When a protein-coding gene is “read,” the cell makes a temporary copy of the genetic code stored in its DNA using a molecule called messenger RNA (mRNA). The mRNA is then shuttled to the cell’s protein-making machinery, which translates the code to make a protein. The Mid1 protein normally plays a role in this translation, helping to generate certain proteins by interacting with the mRNA that provides instructions for making those proteins.

The Mid1 protein is known to interact with mRNA molecules that harbor a CAG-repeat expansion, the same type of mutation that causes SBMA. A battery of experiments in cells showed that Mid1 could bind to mRNA for AR protein harboring this mutation, and this binding ultimately increased the production of the disease-driving protein.

“Mid1 binding to AR depends on the length of CAG-repeat expansion, leading to an increase in the protein levels of pathogenic [disease-causing] AR potentially through translational upregulation,” the researchers wrote.

In other experiments, the researchers examined the development of SBMA motor neurons in a “spinal cord slice” culture system. Results showed the disease-causing AR mutation impaired the development of axons, the long wire-like structures that nerves use to connect to other body parts. They are sometimes called nerve fibers.

Increasing Mid1 levels further exacerbated the axonal defects in these models, while reducing the protein’s levels led to less extensive axon abnormalities.

“The present study demonstrates that Mid1, a microtubule-associated RNA binding protein exclusively expressed in the motor neurons of the spinal cord, interacts with CAG-repeat expanded AR mRNA and increases the protein levels of pathogenic AR in both cellular and organotypic slice culture models of SBMA,” the scientists said.

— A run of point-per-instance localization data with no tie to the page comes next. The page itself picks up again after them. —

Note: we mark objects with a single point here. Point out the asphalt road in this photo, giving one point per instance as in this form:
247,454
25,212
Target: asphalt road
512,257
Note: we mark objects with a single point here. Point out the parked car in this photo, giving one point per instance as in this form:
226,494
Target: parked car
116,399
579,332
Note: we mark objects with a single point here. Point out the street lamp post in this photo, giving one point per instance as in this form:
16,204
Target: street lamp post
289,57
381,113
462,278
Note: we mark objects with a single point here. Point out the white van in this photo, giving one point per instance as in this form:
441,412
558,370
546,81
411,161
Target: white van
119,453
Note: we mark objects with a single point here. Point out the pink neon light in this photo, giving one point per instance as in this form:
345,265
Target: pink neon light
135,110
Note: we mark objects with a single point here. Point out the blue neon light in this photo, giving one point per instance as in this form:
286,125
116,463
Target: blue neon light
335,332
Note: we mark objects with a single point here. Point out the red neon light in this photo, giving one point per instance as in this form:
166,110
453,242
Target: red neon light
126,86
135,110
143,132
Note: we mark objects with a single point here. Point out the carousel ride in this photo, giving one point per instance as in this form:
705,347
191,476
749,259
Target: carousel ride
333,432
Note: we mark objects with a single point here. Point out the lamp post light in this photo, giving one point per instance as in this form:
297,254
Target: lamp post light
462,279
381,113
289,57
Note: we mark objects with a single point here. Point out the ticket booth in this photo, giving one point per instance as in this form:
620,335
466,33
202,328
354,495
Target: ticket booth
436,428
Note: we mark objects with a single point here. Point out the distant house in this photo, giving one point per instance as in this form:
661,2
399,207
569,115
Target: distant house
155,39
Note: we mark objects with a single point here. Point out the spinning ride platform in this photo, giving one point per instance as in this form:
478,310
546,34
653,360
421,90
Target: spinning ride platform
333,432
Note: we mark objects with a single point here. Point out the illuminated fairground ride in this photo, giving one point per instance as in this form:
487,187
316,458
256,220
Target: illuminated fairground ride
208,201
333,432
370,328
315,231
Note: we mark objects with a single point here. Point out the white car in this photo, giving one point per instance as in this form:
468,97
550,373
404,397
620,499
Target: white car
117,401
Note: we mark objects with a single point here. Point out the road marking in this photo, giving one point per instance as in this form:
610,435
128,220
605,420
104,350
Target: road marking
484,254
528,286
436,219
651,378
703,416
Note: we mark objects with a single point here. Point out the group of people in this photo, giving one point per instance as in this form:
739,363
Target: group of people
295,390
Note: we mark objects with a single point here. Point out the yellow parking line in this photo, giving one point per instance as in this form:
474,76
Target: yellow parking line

The scientists noted AR normally regulates the expression of many genes, including the one that codes for Mid1. The team speculated that in SBMA mutant AR cannot perform its normal regulatory functions, which leads to the increased production of Mid1 protein, which further increases mutant AR production.

“The bi-directional feedbacks between pathogenic AR and Mid1 could contribute to the vulnerability of motor neurons in SBMA,” the researchers wrote.